Dzisiaj po południu na specjalnej konferencji prasowej przed meczem z Atalantą BC w ramach Pucharu Włoch z dziennikarzami spotkał się trener Juventusu FC. Massimiliano Allegri między innymi przekonywał, że Stara Dama nie jest faworytem do wygrania Ligi Mistrzów. Opiekun Bianconerich zabrał również głos na temat urazu Leonardo Bonucciego.
– Miralem Pjanic i Sami Khedira będą do mojej dyspozycji na jutrzejsze starcie, być może w kadrze znajdzie się też Mario Mandzukić – powiedział trener Juve w przekazie dla przedstawicieli mediów.
– W naszych szeregach zabraknie z kolei Andrei Barzagliego, Juana Cuadrado i Loenardo Bonucciegi. W każdym razie w przypadku tego ostatniego muszę powiedzieć, że uraz jest mniej poważny, niż pierwotnie przypuszczano. Jeśli wszystko się ułoży, to będzie z nami jutro także Martin Caceres – dodał Allegri.
– Jutro w naszej defensywie powinni zagrać Giorgio Chiellini, Daniele Rugani i Joao Cancelo, ale muszę jeszcze przemyśleć sprawę tego, kto ma zagrać na lewej stronie obrony – mówił Włoch.
Allegri wypowiedział się również na temat ewentualnych występów Wojciech Szczęsnego i CR7. – Czy zagra Ronaldo? Muszę z nim jeszcze porozmawiać na ten temat. To zawodnik będący w tym roku świetnie przygotowany pod względem fizycznym, który gra na niezwykle dużej intensywności – mówił trener Juventusu.
– Co do Szczęsnego to mogę ujawnić, że jutro zagra, z kole w sobotę wystąpi Mattia Perin – rzekł opiekun mistrzów Włoch.

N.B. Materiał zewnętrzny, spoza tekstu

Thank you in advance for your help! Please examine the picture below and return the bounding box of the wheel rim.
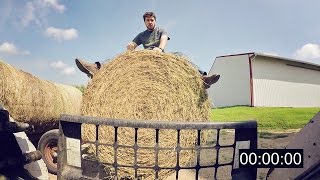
[44,140,58,169]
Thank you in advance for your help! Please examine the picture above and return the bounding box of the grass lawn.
[211,106,320,130]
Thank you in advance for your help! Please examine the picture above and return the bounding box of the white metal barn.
[208,52,320,107]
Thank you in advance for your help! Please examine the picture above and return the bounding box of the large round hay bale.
[0,60,82,132]
[81,50,210,179]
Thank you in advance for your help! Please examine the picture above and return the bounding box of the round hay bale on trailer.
[81,50,210,179]
[0,60,82,133]
[0,60,82,174]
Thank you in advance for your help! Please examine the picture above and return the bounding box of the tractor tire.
[38,129,59,174]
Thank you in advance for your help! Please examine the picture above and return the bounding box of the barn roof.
[217,52,320,71]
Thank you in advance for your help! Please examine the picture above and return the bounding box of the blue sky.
[0,0,320,85]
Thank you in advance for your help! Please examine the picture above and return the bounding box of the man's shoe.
[75,58,101,78]
[202,74,220,89]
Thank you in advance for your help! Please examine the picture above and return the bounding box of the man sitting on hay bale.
[75,12,220,88]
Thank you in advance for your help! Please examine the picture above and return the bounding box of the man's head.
[143,12,156,30]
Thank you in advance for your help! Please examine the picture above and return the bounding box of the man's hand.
[127,42,137,51]
[152,47,163,52]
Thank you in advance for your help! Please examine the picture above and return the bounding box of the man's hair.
[143,12,157,21]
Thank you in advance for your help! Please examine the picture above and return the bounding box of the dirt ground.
[49,130,299,180]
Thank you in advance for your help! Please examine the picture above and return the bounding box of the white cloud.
[45,27,78,41]
[43,0,65,13]
[262,52,279,56]
[17,0,66,27]
[50,61,76,75]
[0,42,30,55]
[50,61,67,69]
[21,2,36,26]
[294,43,320,60]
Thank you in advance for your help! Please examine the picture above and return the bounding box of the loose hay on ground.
[0,60,82,131]
[81,50,210,179]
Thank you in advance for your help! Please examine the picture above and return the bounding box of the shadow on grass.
[258,132,291,139]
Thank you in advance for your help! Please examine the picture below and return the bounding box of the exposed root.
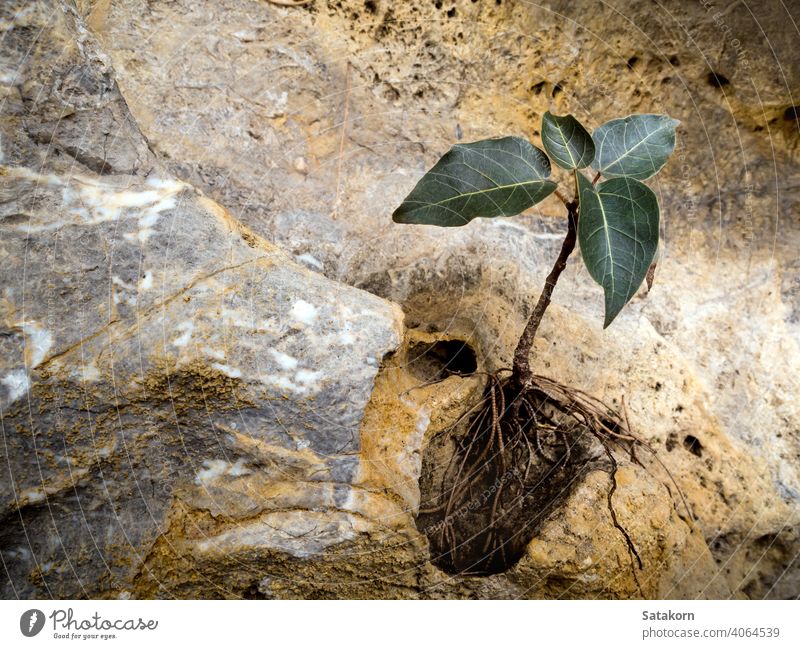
[418,370,680,584]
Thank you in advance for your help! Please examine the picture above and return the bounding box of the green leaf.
[575,171,658,329]
[392,137,556,227]
[592,115,680,180]
[542,111,594,169]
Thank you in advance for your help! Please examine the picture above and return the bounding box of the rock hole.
[242,581,267,599]
[531,81,544,95]
[408,340,478,381]
[706,70,731,88]
[683,435,703,457]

Allegri odniósł się też do doniesień związanych z tym, że Juve postrzegane jest jako faworyt do wygrania Champions League.
– Nigdzie nie jest napisane, że jesteśmy super faworytami do triumfu w Lidze Mistrzów. To byłoby szaleństwo. Niemniej teraz koncentrujemy się na meczu z Atalantą. Czeka nas trudne spotkanie z mocnym przeciwnikiem, który jest ostatnio w dobrej dyspozycji – rzekł szkoleniowiec teamu z Piemontu.
– Aby wygrać, będziemy musieli wykorzystać wady rywala, zwracając uwagę na jego mocne strony. Dla naszych przeciwników będzie to ważny wieczór, ale musimy spojrzeć na siebie, czyli wywalczyć awans do półfinału i spróbować zagrać w naszym piątym z rzędu finale – skwitował.